Phonocardigraphy (PCG) is the graphical representation of heart sounds. The PCG signal contains useful information about the functionality and the condition of the heart. It also provides an early indication of potential cardiac abnormalities. Extracting cardiac information from heart sounds and detecting abnormal heart sounds to diagnose heart diseases using the PCG signal can play a vital role in remote patient monitoring. In this paper, we have combined different signal processing techniques and a deep learning method to denoise, compress, segment, and classify PCG signals effectively and accurately. First, the PCG signal is denoised and compressed by using a multi-resolution analysis based on the Discrete Wavelet Transform (DWT).

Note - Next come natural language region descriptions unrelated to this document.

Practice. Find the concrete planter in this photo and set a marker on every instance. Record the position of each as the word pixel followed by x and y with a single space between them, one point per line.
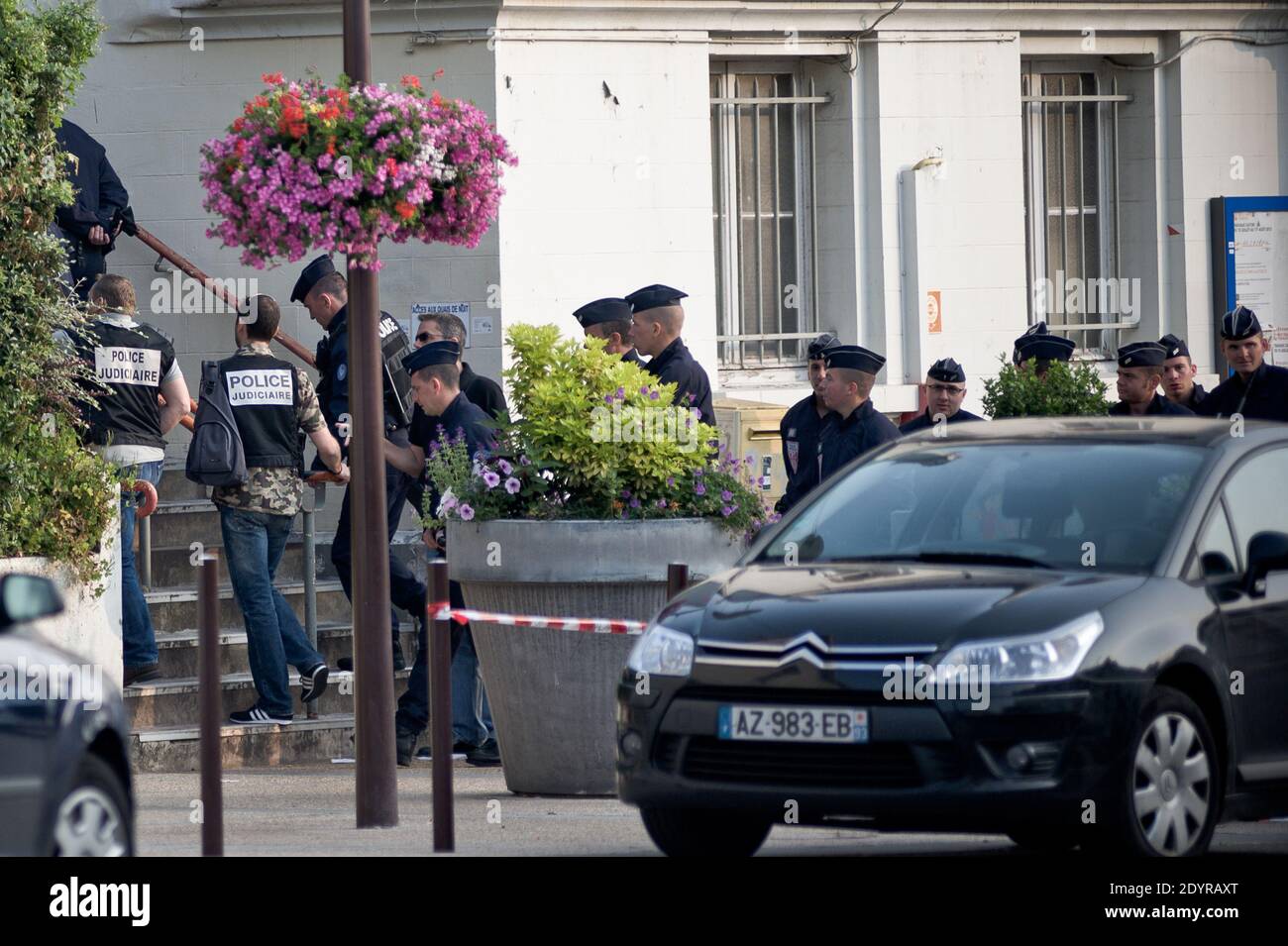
pixel 553 691
pixel 90 623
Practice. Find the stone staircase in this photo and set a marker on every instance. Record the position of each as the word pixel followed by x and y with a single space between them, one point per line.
pixel 163 712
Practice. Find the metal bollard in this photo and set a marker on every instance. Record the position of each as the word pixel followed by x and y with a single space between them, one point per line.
pixel 210 709
pixel 441 709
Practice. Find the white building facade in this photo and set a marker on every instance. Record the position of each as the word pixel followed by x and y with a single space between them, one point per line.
pixel 925 179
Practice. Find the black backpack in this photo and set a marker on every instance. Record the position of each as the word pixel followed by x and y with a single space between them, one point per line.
pixel 215 456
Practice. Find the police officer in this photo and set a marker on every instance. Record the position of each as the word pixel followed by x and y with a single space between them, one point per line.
pixel 657 319
pixel 1257 391
pixel 99 207
pixel 1140 370
pixel 1038 343
pixel 854 426
pixel 609 319
pixel 273 405
pixel 325 293
pixel 436 386
pixel 133 362
pixel 800 428
pixel 945 389
pixel 1179 372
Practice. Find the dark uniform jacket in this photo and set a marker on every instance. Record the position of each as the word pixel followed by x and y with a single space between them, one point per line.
pixel 99 200
pixel 462 416
pixel 481 391
pixel 674 365
pixel 1263 398
pixel 1158 405
pixel 844 439
pixel 799 431
pixel 925 421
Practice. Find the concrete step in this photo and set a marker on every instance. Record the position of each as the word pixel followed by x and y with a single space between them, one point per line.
pixel 175 609
pixel 176 748
pixel 304 742
pixel 178 650
pixel 172 701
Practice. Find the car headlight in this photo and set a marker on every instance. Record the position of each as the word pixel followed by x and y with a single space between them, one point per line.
pixel 662 652
pixel 1054 654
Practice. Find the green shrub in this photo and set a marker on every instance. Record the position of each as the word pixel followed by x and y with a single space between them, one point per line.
pixel 595 438
pixel 54 495
pixel 1064 391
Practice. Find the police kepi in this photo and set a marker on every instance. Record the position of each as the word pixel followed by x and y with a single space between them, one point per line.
pixel 657 319
pixel 945 389
pixel 1254 390
pixel 609 319
pixel 854 425
pixel 1140 372
pixel 800 428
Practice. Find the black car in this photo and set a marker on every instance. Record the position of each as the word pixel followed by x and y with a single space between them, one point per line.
pixel 64 774
pixel 1072 631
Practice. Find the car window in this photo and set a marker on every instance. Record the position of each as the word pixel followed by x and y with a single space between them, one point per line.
pixel 1254 497
pixel 1216 537
pixel 1104 504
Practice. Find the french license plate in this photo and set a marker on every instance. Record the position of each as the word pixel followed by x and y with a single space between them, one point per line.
pixel 795 723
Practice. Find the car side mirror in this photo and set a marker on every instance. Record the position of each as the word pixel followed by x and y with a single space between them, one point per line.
pixel 1267 551
pixel 27 597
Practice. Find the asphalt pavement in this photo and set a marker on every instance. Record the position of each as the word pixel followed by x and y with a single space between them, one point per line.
pixel 309 811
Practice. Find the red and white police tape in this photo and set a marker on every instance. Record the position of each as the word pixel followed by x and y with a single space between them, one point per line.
pixel 597 626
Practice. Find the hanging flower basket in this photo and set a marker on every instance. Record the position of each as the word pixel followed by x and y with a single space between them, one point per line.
pixel 310 166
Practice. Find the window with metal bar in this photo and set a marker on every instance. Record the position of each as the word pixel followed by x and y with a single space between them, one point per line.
pixel 763 214
pixel 1070 202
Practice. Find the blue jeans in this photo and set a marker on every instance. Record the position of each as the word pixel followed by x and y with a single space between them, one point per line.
pixel 253 547
pixel 138 640
pixel 472 716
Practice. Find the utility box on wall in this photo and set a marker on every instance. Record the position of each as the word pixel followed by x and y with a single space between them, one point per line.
pixel 751 428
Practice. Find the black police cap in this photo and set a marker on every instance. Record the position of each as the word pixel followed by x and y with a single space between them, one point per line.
pixel 1175 347
pixel 854 357
pixel 947 369
pixel 655 296
pixel 1239 323
pixel 1141 354
pixel 1047 347
pixel 310 275
pixel 445 352
pixel 603 310
pixel 822 344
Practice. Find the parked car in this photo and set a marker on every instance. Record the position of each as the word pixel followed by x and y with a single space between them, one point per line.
pixel 1119 589
pixel 64 774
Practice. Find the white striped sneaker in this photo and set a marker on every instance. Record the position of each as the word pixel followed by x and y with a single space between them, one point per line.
pixel 313 683
pixel 259 717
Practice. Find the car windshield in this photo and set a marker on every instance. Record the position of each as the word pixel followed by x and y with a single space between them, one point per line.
pixel 1035 504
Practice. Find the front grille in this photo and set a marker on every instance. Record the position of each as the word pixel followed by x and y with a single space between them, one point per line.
pixel 879 765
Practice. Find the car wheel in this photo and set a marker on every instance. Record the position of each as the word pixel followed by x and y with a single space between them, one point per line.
pixel 698 833
pixel 1046 838
pixel 1170 795
pixel 94 817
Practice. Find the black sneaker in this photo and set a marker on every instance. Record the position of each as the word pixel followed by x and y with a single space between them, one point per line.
pixel 313 683
pixel 141 674
pixel 256 716
pixel 485 756
pixel 404 742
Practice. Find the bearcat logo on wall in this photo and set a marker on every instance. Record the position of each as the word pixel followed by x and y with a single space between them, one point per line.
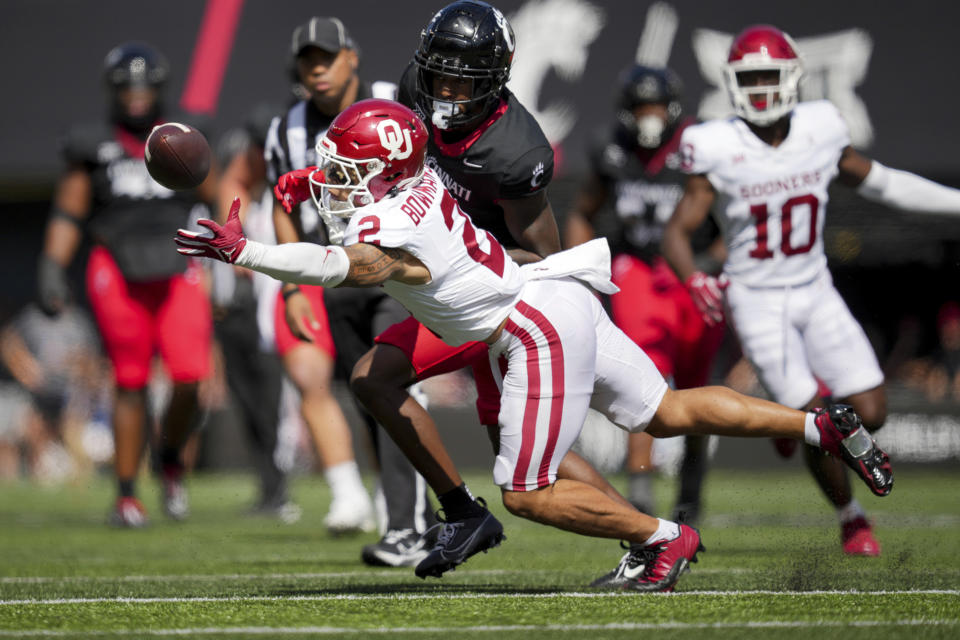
pixel 555 35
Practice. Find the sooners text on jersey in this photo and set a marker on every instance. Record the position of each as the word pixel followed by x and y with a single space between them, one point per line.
pixel 771 200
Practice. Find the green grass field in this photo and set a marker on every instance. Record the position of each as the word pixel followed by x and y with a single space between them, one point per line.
pixel 773 569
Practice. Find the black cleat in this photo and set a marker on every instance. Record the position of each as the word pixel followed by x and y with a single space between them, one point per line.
pixel 842 434
pixel 459 540
pixel 631 566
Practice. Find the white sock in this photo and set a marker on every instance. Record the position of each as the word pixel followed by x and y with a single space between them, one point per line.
pixel 811 434
pixel 666 531
pixel 851 512
pixel 344 480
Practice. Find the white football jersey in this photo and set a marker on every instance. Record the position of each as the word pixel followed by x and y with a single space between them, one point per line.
pixel 474 285
pixel 771 200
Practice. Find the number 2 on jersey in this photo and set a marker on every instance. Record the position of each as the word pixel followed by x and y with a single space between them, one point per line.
pixel 760 215
pixel 493 260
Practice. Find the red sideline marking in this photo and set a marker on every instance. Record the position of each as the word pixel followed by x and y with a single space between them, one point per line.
pixel 210 56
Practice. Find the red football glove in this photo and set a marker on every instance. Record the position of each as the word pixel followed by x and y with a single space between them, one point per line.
pixel 293 188
pixel 226 243
pixel 707 294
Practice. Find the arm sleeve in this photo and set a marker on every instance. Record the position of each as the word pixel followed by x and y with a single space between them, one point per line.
pixel 297 262
pixel 908 191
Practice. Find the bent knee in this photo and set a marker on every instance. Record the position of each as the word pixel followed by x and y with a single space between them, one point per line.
pixel 519 503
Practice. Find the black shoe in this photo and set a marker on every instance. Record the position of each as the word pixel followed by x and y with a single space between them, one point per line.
pixel 461 539
pixel 842 434
pixel 631 566
pixel 397 548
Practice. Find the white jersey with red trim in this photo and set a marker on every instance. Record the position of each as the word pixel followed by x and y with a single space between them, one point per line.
pixel 771 200
pixel 474 284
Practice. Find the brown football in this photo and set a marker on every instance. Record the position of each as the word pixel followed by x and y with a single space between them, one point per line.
pixel 177 156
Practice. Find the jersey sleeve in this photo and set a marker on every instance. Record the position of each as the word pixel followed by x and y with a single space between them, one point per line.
pixel 528 174
pixel 273 152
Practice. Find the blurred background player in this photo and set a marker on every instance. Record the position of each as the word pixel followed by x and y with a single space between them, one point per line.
pixel 765 173
pixel 318 330
pixel 144 301
pixel 244 312
pixel 635 180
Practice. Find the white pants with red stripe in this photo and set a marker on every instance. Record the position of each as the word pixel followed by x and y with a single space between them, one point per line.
pixel 564 355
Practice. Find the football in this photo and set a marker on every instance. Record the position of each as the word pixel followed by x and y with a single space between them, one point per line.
pixel 177 156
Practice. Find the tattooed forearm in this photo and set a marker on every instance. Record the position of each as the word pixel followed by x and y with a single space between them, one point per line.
pixel 371 266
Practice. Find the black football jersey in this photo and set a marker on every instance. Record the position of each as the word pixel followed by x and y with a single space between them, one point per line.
pixel 506 157
pixel 644 188
pixel 131 214
pixel 292 144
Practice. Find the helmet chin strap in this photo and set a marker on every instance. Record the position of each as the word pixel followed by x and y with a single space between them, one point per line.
pixel 442 112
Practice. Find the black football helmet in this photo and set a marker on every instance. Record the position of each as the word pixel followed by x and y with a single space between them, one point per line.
pixel 641 85
pixel 465 40
pixel 134 64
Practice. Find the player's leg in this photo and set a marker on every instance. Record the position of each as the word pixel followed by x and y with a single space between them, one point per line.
pixel 697 346
pixel 126 328
pixel 310 367
pixel 541 418
pixel 380 380
pixel 184 326
pixel 646 311
pixel 488 375
pixel 841 355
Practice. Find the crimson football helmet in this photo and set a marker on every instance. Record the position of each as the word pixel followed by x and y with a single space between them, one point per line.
pixel 762 48
pixel 370 149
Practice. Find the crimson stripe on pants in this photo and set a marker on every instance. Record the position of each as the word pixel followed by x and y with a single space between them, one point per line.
pixel 529 430
pixel 557 386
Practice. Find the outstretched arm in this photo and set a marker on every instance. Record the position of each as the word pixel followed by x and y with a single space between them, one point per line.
pixel 359 265
pixel 894 187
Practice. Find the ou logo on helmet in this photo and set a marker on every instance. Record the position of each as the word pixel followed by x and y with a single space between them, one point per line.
pixel 395 139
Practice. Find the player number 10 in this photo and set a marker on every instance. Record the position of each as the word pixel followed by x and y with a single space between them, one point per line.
pixel 760 216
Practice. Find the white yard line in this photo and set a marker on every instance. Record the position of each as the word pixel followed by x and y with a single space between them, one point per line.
pixel 460 596
pixel 624 626
pixel 209 577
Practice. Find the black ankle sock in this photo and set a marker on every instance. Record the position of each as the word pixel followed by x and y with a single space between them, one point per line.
pixel 125 488
pixel 458 504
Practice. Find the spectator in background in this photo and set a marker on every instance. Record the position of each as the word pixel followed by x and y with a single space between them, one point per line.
pixel 56 362
pixel 635 179
pixel 143 300
pixel 243 312
pixel 765 174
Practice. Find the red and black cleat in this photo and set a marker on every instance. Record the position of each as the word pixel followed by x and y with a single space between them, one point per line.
pixel 842 434
pixel 663 562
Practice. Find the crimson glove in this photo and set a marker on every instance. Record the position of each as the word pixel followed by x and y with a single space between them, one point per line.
pixel 226 243
pixel 293 188
pixel 707 294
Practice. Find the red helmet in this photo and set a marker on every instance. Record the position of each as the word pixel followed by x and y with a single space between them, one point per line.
pixel 762 48
pixel 371 148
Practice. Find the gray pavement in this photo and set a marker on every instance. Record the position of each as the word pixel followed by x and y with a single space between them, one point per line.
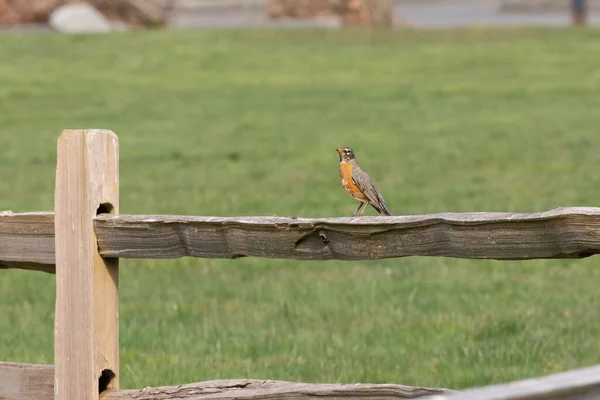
pixel 426 14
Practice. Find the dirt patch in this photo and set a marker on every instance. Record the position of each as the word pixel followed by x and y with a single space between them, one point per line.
pixel 137 13
pixel 352 12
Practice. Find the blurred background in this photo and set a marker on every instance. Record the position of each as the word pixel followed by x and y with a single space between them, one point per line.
pixel 496 109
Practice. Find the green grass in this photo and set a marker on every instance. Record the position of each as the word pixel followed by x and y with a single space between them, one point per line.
pixel 246 123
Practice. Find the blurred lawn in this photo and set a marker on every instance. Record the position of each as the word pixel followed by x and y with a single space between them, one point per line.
pixel 246 123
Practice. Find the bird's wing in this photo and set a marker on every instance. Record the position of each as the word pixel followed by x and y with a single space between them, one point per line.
pixel 366 185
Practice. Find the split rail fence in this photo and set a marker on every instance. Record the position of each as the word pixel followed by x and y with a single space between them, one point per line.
pixel 83 240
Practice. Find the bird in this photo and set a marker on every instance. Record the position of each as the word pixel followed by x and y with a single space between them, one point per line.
pixel 358 184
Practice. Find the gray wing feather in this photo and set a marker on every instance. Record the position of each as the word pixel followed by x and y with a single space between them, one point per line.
pixel 366 185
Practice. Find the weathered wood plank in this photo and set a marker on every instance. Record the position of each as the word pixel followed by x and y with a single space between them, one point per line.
pixel 561 233
pixel 35 382
pixel 27 241
pixel 572 232
pixel 579 384
pixel 251 389
pixel 26 381
pixel 86 346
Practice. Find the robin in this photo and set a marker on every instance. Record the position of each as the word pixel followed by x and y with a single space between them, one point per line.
pixel 357 183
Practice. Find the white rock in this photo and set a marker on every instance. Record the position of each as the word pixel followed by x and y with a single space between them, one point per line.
pixel 79 18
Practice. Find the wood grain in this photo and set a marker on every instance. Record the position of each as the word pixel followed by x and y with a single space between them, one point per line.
pixel 561 233
pixel 572 232
pixel 250 389
pixel 579 384
pixel 86 319
pixel 35 382
pixel 27 241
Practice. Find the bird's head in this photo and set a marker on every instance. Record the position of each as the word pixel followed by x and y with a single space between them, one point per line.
pixel 346 154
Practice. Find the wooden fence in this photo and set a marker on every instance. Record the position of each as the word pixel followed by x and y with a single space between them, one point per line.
pixel 82 241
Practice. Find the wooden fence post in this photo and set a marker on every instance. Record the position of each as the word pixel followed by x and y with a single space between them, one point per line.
pixel 86 347
pixel 579 10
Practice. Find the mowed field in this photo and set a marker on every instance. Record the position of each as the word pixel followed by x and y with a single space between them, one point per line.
pixel 246 122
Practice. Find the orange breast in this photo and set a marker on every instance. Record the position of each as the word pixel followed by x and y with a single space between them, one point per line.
pixel 348 183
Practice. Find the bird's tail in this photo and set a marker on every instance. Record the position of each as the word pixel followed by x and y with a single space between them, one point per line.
pixel 381 208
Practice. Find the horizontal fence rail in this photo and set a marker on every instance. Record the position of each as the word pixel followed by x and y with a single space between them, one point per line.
pixel 36 382
pixel 27 240
pixel 90 236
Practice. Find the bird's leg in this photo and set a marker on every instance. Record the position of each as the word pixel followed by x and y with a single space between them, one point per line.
pixel 364 208
pixel 358 209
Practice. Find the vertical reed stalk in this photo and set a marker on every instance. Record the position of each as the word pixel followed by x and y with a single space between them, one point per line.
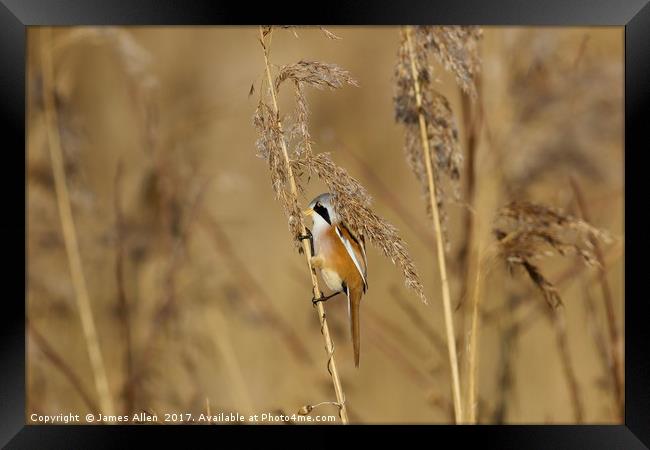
pixel 446 297
pixel 472 367
pixel 69 231
pixel 329 346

Then, a segmentation algorithm, based on the Shannon energy envelope and zero-crossing, is applied to segment the PCG signal into four major parts: the first heart sound (S1), the systole interval, the second heart sound (S2), and the diastole interval. Finally, Mel-scaled power spectrogram and Mel-frequency cepstral coefficients (MFCC) are employed to extract informative features from the PCG signal, which are then fed into a classifier to classify each PCG signal into a normal or an abnormal signal by using a deep learning approach. For the classification, a 5-layer feed-forward Deep Neural Network (DNN) model is used, and overall testing accuracy of around 97.10% is achieved. Besides providing valuable information regarding heart condition, this signal processing approach can help cardiologists take appropriate and reliable steps toward diagnosis if any cardiovascular disorder is found in the initial stage.